Il diritto al tempo del coronavirus: chi vince fra il modello autoritario Cina e la nostra democrazia

Il diritto al tempo del coronavirus.

Al tempo del coronavirus, il diritto si trova davanti a un bivio: cedere allo ‘stato di eccezione’ (che implica la sospensione dei diritti fondamentali garantiti prima di tutto dalla Costituzione), o intervenire, con  tutta la forza che è capace di esprimere, democraticamente, in una situazione che rischia di degenerare nel panico.

La prima soluzione – da alcuni invocata, da altri temuta – non può fare a meno del ‘sovrano’, di una figura centrale, investita di tutti i poteri, anche arbitrari, necessari per imporre al Paese una guida che lo rassicuri e ne tenga a bada le paure, anche se questo ne limiterà grandemente le libertà fondamentali.

È – grosso modo – la soluzione cinese, che sembra aver conseguito notevoli risultati, con un difetto però. Quello vigente in Cina non è uno ‘stato di eccezione’, ma l’effetto di una gestione normale, autoritaria della cosa pubblica e – anche – di quella privata.

La parte del ‘sovrano’ è in quel caso svolta dal Partito, dalla sua burocrazia  e dalla sua ibrida ideologia.

La seconda soluzione è più difficile, ma nel nostro caso, nel caso dei Paesi parte dell’Unione Europea (con esclusione, forse,  di quelli già appartenuti all’area dell’URSS) inevitabile: non sembra – si deve sperare – che i cittadini europei siano disposti a barattare le libertà e i diritti conquistati col sangue e attraverso inaudite sofferenze, con la sottomissione a una dittatura ambiguamente giustificata dalla necessità del momento.

È chiaro che – una volta  instauratosi – uno ‘stato  di necessità’ diventerebbe in poco tempo a sua volta normale e in qualche modo accettabile da una  maggioranza a sua volta abituatasi alla sottomissione. Il Potere è sempre l’avversario più temibile di una democrazia.

Cosa possono fare il diritto, la legalità, in questa situazione?

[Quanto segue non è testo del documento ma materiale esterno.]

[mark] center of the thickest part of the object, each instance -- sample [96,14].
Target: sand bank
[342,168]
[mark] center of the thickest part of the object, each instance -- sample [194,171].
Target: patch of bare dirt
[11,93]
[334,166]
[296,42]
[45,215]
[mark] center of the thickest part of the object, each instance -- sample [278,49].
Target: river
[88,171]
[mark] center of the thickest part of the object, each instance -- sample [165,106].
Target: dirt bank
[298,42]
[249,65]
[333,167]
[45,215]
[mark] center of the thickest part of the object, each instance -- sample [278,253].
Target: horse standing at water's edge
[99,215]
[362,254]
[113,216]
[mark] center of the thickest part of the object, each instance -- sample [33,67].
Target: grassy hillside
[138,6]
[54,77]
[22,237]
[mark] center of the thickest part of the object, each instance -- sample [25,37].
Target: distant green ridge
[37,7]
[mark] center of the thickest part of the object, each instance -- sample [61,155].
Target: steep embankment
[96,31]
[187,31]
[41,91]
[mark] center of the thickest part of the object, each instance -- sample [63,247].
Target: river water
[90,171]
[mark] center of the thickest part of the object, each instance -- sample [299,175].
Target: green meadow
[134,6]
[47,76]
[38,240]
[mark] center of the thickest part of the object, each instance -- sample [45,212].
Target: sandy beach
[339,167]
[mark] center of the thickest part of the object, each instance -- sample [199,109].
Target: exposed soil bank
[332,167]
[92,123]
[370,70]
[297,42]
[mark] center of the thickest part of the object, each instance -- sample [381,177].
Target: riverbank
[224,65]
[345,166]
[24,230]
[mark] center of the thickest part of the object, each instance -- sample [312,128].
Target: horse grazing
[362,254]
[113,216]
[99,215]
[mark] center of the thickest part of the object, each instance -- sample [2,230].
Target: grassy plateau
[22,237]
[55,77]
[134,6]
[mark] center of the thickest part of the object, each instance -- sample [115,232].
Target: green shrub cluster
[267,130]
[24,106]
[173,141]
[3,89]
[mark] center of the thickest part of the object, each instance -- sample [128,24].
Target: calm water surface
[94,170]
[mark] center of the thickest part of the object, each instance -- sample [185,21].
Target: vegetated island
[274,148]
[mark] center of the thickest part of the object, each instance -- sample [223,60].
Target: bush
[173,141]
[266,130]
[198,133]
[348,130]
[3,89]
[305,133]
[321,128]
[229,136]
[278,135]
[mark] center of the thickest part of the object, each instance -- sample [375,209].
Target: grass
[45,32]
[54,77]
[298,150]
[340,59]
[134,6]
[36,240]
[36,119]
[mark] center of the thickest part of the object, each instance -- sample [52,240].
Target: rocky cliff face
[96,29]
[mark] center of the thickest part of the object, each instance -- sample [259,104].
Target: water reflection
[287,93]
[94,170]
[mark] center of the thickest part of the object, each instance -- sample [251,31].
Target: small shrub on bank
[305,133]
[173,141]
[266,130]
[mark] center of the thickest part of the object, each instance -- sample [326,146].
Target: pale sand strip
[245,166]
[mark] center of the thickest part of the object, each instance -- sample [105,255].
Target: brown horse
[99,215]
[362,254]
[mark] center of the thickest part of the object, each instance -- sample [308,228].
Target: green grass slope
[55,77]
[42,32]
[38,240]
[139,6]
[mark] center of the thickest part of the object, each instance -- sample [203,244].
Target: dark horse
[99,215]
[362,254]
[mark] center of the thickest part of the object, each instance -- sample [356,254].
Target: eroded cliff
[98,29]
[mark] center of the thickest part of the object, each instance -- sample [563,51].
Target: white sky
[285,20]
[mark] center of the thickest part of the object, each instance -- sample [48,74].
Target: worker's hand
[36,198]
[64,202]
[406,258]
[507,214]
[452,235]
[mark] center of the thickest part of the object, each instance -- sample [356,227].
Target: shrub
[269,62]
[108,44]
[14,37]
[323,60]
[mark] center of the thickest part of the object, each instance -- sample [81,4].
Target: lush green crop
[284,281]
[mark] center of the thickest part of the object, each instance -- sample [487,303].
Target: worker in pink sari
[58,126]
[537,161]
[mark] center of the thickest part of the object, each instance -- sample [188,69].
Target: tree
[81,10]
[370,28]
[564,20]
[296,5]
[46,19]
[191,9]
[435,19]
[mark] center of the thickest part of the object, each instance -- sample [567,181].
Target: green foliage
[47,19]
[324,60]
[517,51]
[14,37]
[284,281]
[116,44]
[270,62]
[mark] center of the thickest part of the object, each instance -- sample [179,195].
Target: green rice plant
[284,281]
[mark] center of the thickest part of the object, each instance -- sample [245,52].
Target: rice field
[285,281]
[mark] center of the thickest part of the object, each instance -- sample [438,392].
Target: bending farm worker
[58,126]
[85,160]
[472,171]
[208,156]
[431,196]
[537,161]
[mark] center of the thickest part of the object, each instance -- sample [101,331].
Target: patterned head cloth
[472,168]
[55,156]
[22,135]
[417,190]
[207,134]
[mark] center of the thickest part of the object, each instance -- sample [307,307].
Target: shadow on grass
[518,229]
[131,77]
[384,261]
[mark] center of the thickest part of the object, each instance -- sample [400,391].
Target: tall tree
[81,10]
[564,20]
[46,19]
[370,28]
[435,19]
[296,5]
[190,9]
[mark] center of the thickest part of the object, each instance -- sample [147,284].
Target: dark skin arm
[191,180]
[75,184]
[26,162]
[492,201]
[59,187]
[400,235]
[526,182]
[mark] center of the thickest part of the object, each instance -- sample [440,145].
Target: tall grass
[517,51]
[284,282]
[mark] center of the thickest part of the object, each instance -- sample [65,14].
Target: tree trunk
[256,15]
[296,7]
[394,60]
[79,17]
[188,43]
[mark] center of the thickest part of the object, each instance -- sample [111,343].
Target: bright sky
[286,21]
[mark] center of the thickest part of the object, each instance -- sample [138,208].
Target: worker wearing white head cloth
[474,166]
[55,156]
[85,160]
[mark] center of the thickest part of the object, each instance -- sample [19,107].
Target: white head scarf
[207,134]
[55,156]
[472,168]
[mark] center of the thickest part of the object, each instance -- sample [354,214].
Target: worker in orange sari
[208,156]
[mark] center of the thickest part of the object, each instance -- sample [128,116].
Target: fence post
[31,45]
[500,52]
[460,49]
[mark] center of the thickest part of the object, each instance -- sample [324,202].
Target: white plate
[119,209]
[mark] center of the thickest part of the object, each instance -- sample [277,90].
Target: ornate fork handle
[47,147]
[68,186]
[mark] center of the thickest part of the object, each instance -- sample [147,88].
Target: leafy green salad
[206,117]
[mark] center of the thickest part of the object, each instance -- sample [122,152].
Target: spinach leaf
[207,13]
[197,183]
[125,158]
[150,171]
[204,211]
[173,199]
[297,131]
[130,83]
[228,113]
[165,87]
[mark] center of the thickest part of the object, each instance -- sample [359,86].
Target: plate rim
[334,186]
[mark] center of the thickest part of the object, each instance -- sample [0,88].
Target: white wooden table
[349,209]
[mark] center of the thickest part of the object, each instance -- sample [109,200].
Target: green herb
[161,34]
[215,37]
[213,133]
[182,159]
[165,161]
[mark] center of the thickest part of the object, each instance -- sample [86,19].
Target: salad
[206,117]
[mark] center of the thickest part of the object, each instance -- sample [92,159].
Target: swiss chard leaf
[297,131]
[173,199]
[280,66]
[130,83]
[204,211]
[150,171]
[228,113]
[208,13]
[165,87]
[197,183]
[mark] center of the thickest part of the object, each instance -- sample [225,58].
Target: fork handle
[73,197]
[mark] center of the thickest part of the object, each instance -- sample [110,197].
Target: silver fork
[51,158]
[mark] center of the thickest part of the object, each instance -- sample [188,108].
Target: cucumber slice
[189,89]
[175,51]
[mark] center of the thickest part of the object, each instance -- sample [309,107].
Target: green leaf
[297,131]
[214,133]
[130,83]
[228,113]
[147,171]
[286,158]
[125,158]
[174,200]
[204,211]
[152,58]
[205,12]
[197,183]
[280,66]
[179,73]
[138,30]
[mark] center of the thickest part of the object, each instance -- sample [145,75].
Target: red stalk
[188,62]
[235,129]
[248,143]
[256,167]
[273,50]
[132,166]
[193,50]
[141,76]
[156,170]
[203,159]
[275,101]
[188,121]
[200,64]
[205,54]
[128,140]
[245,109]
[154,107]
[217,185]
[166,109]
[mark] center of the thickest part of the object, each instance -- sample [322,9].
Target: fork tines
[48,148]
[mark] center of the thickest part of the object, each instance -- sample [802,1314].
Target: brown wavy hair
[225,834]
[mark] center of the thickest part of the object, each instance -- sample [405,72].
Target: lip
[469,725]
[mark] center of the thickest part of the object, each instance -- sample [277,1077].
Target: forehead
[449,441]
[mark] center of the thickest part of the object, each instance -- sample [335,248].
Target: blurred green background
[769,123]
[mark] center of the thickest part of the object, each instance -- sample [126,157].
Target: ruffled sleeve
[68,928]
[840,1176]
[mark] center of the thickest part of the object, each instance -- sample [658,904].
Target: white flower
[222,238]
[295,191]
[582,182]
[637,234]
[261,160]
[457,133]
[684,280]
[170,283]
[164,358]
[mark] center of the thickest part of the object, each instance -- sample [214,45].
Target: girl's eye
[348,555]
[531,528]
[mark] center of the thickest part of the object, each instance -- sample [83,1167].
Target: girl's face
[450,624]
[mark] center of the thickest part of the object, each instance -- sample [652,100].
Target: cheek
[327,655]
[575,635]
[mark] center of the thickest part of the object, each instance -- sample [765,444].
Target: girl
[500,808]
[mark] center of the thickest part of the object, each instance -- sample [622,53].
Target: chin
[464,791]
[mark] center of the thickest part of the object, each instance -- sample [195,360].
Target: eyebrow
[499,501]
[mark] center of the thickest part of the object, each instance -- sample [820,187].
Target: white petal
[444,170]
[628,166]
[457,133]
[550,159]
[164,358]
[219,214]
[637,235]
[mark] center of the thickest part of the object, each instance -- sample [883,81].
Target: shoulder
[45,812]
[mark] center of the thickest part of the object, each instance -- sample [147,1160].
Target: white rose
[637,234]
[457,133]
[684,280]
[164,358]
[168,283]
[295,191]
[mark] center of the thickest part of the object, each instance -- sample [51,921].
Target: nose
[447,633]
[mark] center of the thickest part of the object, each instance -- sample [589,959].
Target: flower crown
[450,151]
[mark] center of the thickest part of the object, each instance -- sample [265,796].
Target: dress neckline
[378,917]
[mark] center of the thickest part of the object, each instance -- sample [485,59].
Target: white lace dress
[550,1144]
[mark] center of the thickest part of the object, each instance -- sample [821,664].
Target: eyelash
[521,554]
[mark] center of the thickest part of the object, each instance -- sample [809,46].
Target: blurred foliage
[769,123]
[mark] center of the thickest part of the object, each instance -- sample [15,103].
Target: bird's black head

La legalità deve farsi legittimazione,  trovare nel consenso e nella coesione popolare la forza di stabilire e imporre le proprie regole.

Un sentimento forte – non rozzamente nazionalistico – del proprio essere ‘comunità’  è indispensabile perché il diritto, la legge, possano svolgere efficacemente la propria azione.

Inaspettatamente, è proprio quello che sta accadendo al nostro Paese: disordinato, individualista, fin anarchico, secondo gli sterotipi più diffusi.

Eppure – di fronte all’emergenza della pandemia – un Paese capace di riconoscersi orgogliosamente  in se stesso, nelle proprie forze meno visibili, compresa la fiducia nell’azione di quello Stato che sino a ieri tutti erano pronti a vituperare come la fonte principale della nostra decadenza politica ed economica.

Proprio il diritto dello Stato – che faticava a legittimarsi come la sola forza capace di coniugare libertà e sicurezza – ha oggi la grande occasione  di riconciliarsi col suo popolo.

Quel popolo che non a caso si ritrova ai balconi e alle finestre delle nostre città, a esporre il tricolore, a cantare non solo l’inno di Mameli ma anche ‘Il cielo è sempre più blu’ di Rino Gaetano.

Questo ritrovare la via del canto è – ci pare – ritrovare anche la via di un diritto troppo spesso ( e non a torto ) considerato oppressivo. Ogni diritto comincia dal canto, dal ‘proemio’ con cui una Costituzione si instaura ed è destinata ad assicurare  – whatever it takes –  il legame  tra un popolo ‘sovrano’ e la sua legge.

Consideriamo allora, tutti,  lo Stato democratico  e i suoi provvedimenti come il nostro principale alleato nella lotta contro la pandemia, contro i terrori oscuri, atavici ma non invincibili,  che porta con sé.